Hardware assisted volume rendering using texture mapping can provide interactive visualization of 3D scalar fields but the limited amount of texture memory is a serious constraint. For data sets exceeding the limits of physical texture memory graphics libraries often apply texture bricking but such brute-force methods severely hamper the interactivity of the rendering.
Fortunately, most data sets have large regions that don't contain interesting data. This paves the way for the application of multiresolution representations of the volume data. Such representations allow regions of interest to be rendered at higher resolutions than other parts of the data set, allowing interactive rendering of data whose uniform grid is much larger than texture memory. A second benefit is the reduction of trilinear interpolations. Since coarser levels provide a filtered, more compact, representation of the original data, resampling based upon the level-of-detail is desirable because it reduces the number of expensive trilinear interpolations. The problem with multiresolution methods is the introduction of rendering artifacts when adjoining regions differ in the level-of-detail.

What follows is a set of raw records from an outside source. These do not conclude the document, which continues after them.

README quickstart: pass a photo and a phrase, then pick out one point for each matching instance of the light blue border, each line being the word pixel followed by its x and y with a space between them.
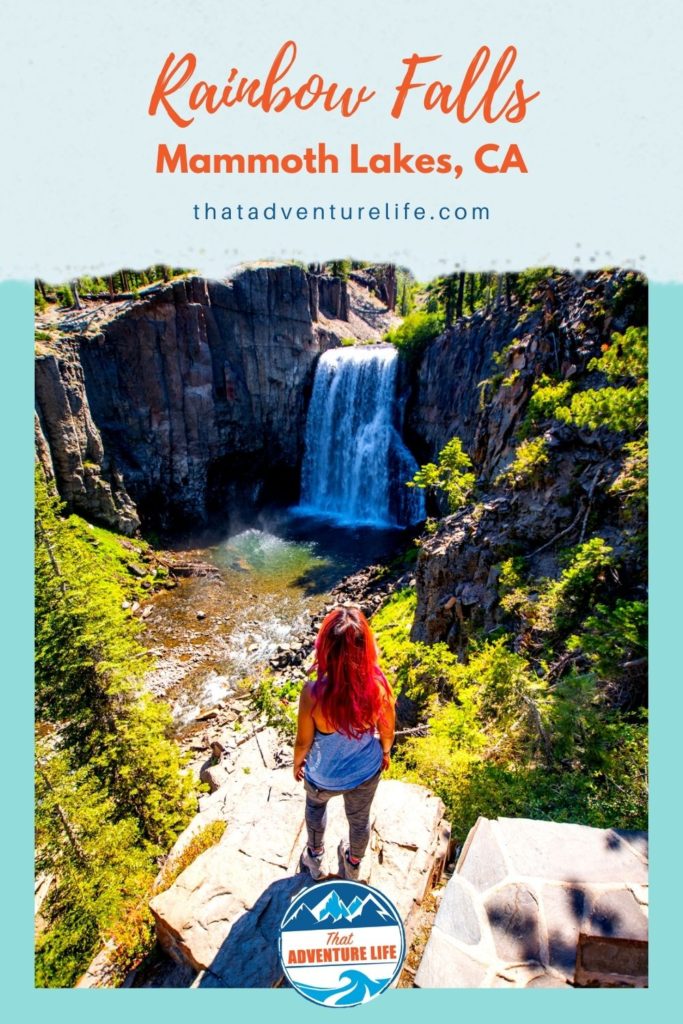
pixel 286 1007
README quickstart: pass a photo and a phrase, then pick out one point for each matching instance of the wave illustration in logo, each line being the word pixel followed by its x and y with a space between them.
pixel 341 943
pixel 357 988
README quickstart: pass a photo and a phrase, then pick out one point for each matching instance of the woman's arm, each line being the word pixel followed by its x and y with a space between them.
pixel 386 728
pixel 305 732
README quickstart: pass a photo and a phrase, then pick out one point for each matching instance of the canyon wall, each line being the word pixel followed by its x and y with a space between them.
pixel 179 407
pixel 461 389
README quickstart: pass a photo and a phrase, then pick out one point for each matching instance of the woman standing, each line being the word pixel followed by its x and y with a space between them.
pixel 344 734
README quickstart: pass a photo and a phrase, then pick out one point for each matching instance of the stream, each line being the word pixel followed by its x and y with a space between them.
pixel 211 633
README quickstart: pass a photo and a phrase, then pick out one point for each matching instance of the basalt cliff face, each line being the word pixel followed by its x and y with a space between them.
pixel 461 390
pixel 189 402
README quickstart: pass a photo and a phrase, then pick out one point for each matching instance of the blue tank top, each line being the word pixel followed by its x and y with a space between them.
pixel 335 762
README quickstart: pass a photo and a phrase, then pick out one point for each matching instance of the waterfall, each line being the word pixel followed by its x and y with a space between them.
pixel 355 464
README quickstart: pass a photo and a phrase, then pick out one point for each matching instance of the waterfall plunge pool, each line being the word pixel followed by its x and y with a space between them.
pixel 210 633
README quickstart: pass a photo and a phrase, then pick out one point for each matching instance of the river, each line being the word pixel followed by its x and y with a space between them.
pixel 210 634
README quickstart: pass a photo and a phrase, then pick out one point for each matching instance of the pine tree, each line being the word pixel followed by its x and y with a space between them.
pixel 89 665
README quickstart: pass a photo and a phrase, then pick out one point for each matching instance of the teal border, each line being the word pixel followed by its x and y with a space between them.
pixel 22 999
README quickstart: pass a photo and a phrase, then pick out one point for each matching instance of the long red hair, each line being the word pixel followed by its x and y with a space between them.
pixel 349 685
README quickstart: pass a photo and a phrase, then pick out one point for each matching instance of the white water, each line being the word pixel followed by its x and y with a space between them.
pixel 355 464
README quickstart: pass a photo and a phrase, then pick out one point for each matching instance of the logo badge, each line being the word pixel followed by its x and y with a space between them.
pixel 341 943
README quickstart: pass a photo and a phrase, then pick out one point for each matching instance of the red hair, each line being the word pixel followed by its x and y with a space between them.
pixel 349 685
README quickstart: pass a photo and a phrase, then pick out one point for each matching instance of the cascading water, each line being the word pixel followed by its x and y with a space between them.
pixel 355 464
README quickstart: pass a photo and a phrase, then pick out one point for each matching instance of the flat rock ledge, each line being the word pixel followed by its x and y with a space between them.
pixel 538 904
pixel 221 915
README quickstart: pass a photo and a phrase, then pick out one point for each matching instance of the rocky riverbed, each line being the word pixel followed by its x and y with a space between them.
pixel 252 603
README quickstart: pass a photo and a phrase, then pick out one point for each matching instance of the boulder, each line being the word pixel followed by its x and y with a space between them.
pixel 222 913
pixel 527 895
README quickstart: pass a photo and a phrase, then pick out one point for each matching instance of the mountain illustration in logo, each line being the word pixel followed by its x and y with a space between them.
pixel 332 910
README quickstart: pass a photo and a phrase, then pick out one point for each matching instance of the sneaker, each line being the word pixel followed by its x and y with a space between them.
pixel 312 863
pixel 351 871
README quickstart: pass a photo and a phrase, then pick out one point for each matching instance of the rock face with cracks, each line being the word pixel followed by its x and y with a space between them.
pixel 186 401
pixel 221 915
pixel 539 904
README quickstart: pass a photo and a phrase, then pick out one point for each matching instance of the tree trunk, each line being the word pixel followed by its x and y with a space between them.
pixel 461 295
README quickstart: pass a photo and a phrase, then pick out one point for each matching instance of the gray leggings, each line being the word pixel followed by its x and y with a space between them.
pixel 356 804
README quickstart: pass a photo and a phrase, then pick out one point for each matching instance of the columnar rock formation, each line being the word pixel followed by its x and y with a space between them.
pixel 181 403
pixel 527 895
pixel 221 915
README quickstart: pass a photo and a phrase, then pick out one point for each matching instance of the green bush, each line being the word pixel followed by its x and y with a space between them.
pixel 452 474
pixel 413 336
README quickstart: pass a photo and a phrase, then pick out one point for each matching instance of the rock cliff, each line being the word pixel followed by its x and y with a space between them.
pixel 185 402
pixel 461 389
pixel 221 915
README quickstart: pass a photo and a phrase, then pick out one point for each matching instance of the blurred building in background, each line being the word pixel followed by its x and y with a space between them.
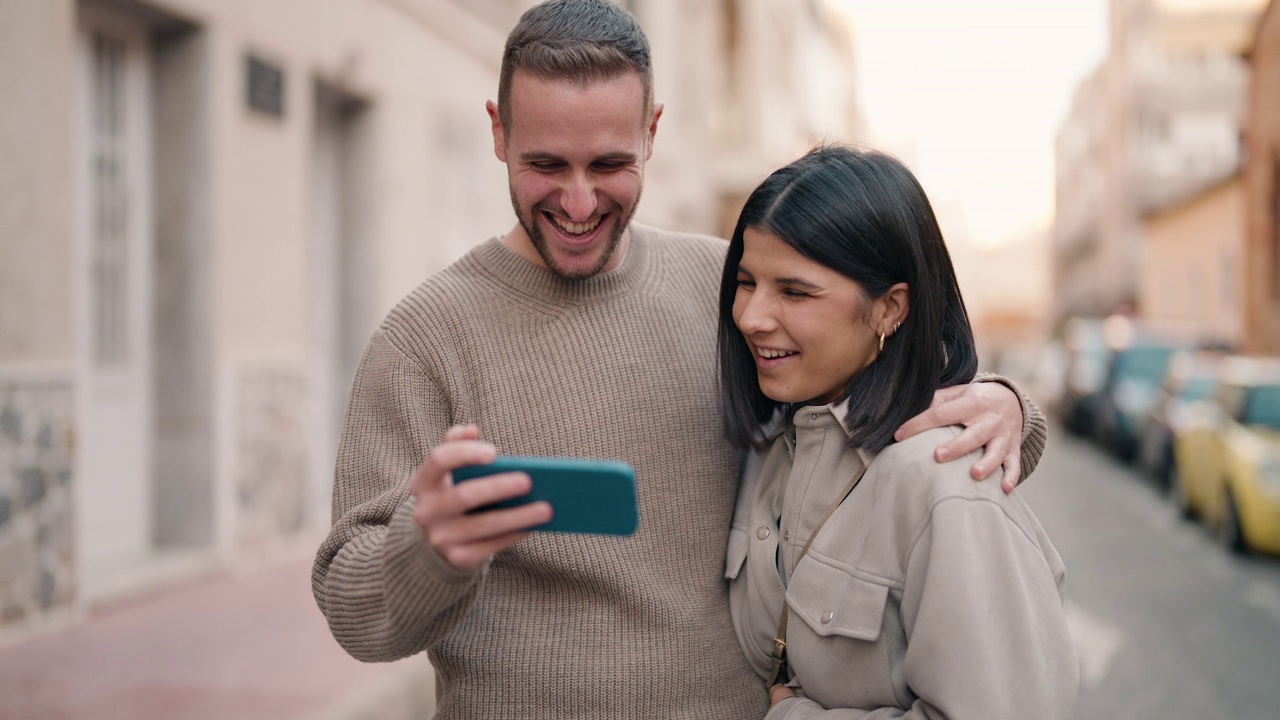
pixel 208 205
pixel 1189 282
pixel 1156 123
pixel 1262 190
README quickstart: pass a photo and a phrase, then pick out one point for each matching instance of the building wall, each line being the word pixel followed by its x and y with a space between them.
pixel 1170 98
pixel 35 208
pixel 1191 286
pixel 1262 195
pixel 275 242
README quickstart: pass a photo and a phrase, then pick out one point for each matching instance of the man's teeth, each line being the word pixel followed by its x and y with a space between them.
pixel 576 228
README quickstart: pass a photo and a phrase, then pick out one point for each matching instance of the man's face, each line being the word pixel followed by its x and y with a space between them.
pixel 575 160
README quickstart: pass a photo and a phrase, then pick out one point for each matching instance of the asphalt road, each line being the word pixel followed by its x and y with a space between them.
pixel 1168 624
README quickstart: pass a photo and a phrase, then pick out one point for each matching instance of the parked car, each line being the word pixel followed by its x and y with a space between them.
pixel 1129 392
pixel 1228 463
pixel 1086 369
pixel 1188 384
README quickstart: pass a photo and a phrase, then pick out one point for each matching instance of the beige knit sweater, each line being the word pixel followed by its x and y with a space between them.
pixel 615 367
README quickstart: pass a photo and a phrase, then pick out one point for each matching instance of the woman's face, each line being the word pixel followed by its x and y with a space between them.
pixel 808 327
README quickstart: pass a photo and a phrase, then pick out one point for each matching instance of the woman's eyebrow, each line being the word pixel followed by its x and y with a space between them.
pixel 798 281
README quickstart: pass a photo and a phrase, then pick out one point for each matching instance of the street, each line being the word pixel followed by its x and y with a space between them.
pixel 1168 624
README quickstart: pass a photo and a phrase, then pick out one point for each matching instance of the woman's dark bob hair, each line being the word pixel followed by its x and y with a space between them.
pixel 864 215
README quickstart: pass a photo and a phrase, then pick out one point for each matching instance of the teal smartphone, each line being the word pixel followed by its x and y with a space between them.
pixel 586 496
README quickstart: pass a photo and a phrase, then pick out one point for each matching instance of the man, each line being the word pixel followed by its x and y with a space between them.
pixel 576 333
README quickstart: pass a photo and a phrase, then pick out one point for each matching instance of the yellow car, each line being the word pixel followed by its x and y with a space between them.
pixel 1228 463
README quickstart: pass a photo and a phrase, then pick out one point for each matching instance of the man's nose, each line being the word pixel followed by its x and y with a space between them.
pixel 579 197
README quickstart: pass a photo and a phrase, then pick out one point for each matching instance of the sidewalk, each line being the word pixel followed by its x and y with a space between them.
pixel 232 646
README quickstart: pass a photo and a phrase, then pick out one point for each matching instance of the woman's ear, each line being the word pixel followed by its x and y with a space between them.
pixel 892 308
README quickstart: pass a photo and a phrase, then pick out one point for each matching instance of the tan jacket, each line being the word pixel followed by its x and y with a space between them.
pixel 926 595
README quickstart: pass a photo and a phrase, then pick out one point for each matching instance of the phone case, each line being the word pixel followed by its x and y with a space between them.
pixel 586 496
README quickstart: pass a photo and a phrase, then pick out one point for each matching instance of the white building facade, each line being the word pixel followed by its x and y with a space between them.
pixel 208 206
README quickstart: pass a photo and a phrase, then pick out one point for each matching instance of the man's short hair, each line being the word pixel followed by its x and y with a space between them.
pixel 576 40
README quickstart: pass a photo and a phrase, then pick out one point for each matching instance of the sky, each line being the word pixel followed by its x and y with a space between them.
pixel 972 95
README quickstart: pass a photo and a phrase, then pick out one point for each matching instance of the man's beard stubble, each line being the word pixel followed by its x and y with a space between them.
pixel 535 236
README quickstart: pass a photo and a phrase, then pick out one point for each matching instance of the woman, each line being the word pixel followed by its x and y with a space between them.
pixel 909 589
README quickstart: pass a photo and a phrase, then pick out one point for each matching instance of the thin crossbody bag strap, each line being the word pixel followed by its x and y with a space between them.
pixel 780 641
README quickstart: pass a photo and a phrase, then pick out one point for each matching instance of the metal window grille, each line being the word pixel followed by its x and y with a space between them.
pixel 110 199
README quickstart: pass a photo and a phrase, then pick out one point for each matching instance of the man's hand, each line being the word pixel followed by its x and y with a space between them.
pixel 466 541
pixel 992 418
pixel 777 693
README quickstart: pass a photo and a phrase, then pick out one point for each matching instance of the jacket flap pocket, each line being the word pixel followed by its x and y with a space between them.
pixel 833 602
pixel 736 554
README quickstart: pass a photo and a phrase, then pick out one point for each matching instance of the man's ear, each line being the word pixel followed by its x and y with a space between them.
pixel 892 308
pixel 499 137
pixel 653 130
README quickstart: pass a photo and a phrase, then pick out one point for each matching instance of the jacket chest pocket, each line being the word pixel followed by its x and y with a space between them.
pixel 837 645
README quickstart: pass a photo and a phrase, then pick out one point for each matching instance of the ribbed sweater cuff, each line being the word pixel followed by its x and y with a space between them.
pixel 1034 428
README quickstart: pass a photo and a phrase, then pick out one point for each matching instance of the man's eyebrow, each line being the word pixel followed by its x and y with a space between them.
pixel 536 155
pixel 617 158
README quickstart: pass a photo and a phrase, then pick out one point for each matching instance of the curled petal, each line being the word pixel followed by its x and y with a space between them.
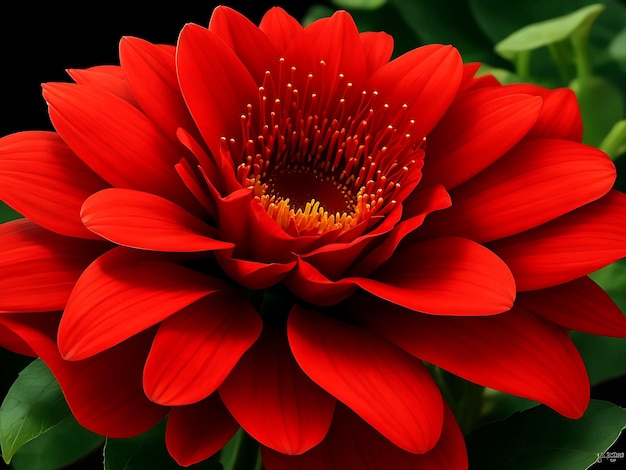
pixel 195 349
pixel 569 247
pixel 121 294
pixel 273 400
pixel 514 352
pixel 196 432
pixel 351 443
pixel 579 305
pixel 391 391
pixel 38 268
pixel 444 276
pixel 42 179
pixel 141 220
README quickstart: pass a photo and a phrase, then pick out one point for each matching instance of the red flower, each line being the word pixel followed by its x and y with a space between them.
pixel 272 227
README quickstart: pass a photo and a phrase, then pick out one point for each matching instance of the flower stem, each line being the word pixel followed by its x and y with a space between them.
pixel 247 454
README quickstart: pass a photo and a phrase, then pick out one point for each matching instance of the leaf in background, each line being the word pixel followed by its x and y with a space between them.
pixel 66 443
pixel 146 451
pixel 541 439
pixel 33 405
pixel 359 4
pixel 547 32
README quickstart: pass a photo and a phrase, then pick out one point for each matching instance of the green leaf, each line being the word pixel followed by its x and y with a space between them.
pixel 601 106
pixel 147 451
pixel 64 444
pixel 541 439
pixel 359 4
pixel 33 405
pixel 544 33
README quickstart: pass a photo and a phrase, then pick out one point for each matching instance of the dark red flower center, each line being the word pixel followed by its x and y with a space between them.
pixel 323 156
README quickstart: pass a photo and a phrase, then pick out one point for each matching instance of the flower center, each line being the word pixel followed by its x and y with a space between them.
pixel 324 158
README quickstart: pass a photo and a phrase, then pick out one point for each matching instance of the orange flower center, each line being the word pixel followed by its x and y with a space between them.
pixel 326 158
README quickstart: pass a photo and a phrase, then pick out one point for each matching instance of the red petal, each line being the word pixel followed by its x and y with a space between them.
pixel 121 294
pixel 41 178
pixel 194 350
pixel 391 391
pixel 196 432
pixel 426 79
pixel 479 128
pixel 206 67
pixel 579 305
pixel 142 220
pixel 536 182
pixel 250 44
pixel 378 48
pixel 514 352
pixel 38 268
pixel 106 77
pixel 115 140
pixel 104 392
pixel 273 400
pixel 352 444
pixel 280 28
pixel 151 73
pixel 444 276
pixel 569 247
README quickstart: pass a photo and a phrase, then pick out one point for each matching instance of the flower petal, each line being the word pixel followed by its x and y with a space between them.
pixel 204 64
pixel 38 268
pixel 426 79
pixel 250 44
pixel 196 432
pixel 480 127
pixel 444 276
pixel 273 400
pixel 536 182
pixel 104 392
pixel 579 305
pixel 515 352
pixel 353 444
pixel 569 247
pixel 121 294
pixel 391 391
pixel 195 349
pixel 142 220
pixel 280 28
pixel 42 179
pixel 97 125
pixel 151 72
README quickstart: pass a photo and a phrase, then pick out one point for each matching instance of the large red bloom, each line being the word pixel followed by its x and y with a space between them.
pixel 272 227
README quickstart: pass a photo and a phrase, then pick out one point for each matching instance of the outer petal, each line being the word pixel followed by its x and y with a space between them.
pixel 536 182
pixel 196 432
pixel 104 392
pixel 479 128
pixel 280 28
pixel 388 389
pixel 205 67
pixel 142 220
pixel 194 350
pixel 38 268
pixel 444 276
pixel 514 352
pixel 579 305
pixel 151 74
pixel 121 294
pixel 41 178
pixel 426 79
pixel 569 247
pixel 250 44
pixel 97 125
pixel 352 444
pixel 273 400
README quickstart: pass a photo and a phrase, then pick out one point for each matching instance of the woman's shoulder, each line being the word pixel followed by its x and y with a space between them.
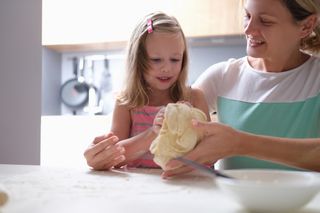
pixel 195 95
pixel 230 62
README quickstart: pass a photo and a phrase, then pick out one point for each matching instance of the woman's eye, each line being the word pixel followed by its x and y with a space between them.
pixel 155 60
pixel 266 22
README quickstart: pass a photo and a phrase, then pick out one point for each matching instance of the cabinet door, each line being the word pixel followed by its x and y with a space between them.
pixel 209 17
pixel 85 22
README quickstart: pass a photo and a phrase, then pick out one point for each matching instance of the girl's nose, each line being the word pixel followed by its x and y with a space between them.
pixel 165 67
pixel 249 27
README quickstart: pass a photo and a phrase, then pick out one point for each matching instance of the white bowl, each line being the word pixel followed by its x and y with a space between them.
pixel 270 190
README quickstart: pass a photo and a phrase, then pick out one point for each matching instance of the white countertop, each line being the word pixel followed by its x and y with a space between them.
pixel 43 189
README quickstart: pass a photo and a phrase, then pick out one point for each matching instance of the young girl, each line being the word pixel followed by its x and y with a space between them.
pixel 156 68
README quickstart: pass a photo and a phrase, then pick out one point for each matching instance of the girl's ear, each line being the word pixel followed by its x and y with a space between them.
pixel 308 25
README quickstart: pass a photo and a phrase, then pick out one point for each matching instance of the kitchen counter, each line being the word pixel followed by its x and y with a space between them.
pixel 50 189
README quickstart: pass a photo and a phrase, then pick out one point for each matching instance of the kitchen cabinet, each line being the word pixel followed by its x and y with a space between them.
pixel 75 25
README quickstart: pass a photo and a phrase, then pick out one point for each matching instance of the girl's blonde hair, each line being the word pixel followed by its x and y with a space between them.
pixel 135 92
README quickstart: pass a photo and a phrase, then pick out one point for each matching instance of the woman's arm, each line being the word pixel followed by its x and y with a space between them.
pixel 223 141
pixel 198 101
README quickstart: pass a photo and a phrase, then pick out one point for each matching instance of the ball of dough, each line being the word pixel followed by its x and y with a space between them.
pixel 177 136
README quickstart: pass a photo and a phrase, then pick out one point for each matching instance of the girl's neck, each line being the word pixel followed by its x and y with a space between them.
pixel 159 98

We developed a method for hierarchically subdividing the data. Care is taken to insure interpolation consistency between levels while maintaining a minimal amount of data replication. Continuity at level boundaries can be provided using a specific rendering scheme, which identifies and removes the erroneously rendered regions using standard polygon clipping.
When applying slice distances adapted to the level of data representation partially overlapping slice polygons cause artifacts at boundaries of adjacent bricks rendered on different level. The artifacts can be removed by determining and clipping away the erroneously rendered regions.